To say this film is stunning would be a severe understatement. Deraspe, a character in the film herself, slowly unravels the story of Pellerin’s life through those who were involved with him before his disappearance. From the onset of the film, you are engrossed in all the fragments about Pellerin that you hear through friends, lovers, family, fellow artists and art gallery owners. Victor Pellerin is no saint or full-fledged devil, but a complex sum of his parts. Undoubtedly, a man who adopts pseudonyms and has all his paintings methodically returned to him so that he can set his life’s work ablaze in one destructive effigy has the prerequisite dark corners to his soul. So why did Pellerin disappear? Why was he mixed up in forgery charges? Why did he torch his paintings? Why is every account of him different? Why does nobody seem to know what happened to him? Or who he really was? We mere viewers are privy to most information about Pellerin, but are still left with more questions than tidy bows of resolution by the film’s surreal ending.

Deraspe creates a vibrant and esoteric account of Pellerin, morphing truth with fiction, developing real people within a character-driven plotline. Deraspe even makes the film appeal to the sense of stylized movies, no desperate running scenes and overly grainy sequences of present day documentaries. We are lead down a path of believing that the film is both fiction, and stranger than fiction, but not quite non-fiction. As a viewer, you are entangled in Pellerin’s alter-egos and Deraspe’s cryptic unveilings. Missing Victor Pellerin makes for an evocative and thought-provoking film, an astonishing feat for a first time feature film director, giving validity to new talent, untested.

The cast, or perhaps the people Pellerin knew, were a delight to watch.
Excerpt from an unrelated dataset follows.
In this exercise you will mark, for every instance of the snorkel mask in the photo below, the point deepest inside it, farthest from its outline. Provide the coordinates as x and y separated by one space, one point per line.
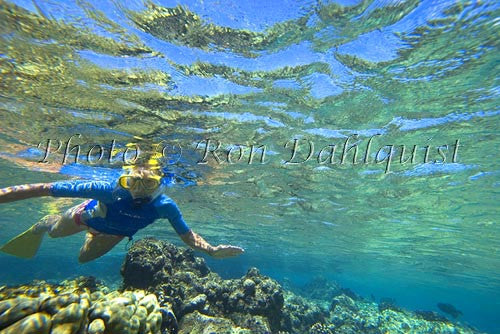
142 180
Most being artistically inclined, or influenced, give a performance like ‘stage act’ wrapped within sheer intimate truths about their relationships with Pellerin. An immense sense of loss is evoked by all of Pellerin’s acquaintances; some have lost the love of their life, some have lost the artistic lead they emulated and some have simply lost a cash cow of the art industry. Most of those followers of Pellerin converge at one point in the film in order to share their stories and discover truths about the man they all had a small piece of. Pellerin is an enigma, and even discoveries within this inner circle lead to few answers as to why Pellerin was the man he was. Many of Pellerin’s paintings depict a rabbit, an animal that has a long history within mythology, adding another level of mystery and symbolism to Pellerin.

Ultimately, what Missing Victor Pellerin does is investigate the Montreal, and on a greater scale, the Canadian, art scene. A very under-valued and unexamined form of artistry. Missing Victor Pellerin should have people downloading Canadian Art Gallery websites from Newfoundland to British Columbia to discover what creative artists Canada has in its mosaic. After all, Pellerin was not the greatest Canadian painter, but he was smart enough to make a statement with his disappearance. Would we be so interested in Pellerin fifteen years later if he hadn’t demolished his life’s work and then disappeared into a puff of smoke? Would Sophie Deraspe have examined Pellerin in film if he’d simply walked away one day into the sunset, with galleries and private collector houses filled with what he had left behind?

At the end of Missing Victor Pellerin I asked myself, did I just watch a film or a documentary? I think this is how you should leave the film, looking things up on the internet, reviewing the film’s sequences and verbal accounts in your thoughts and reassessing what you believe to be real.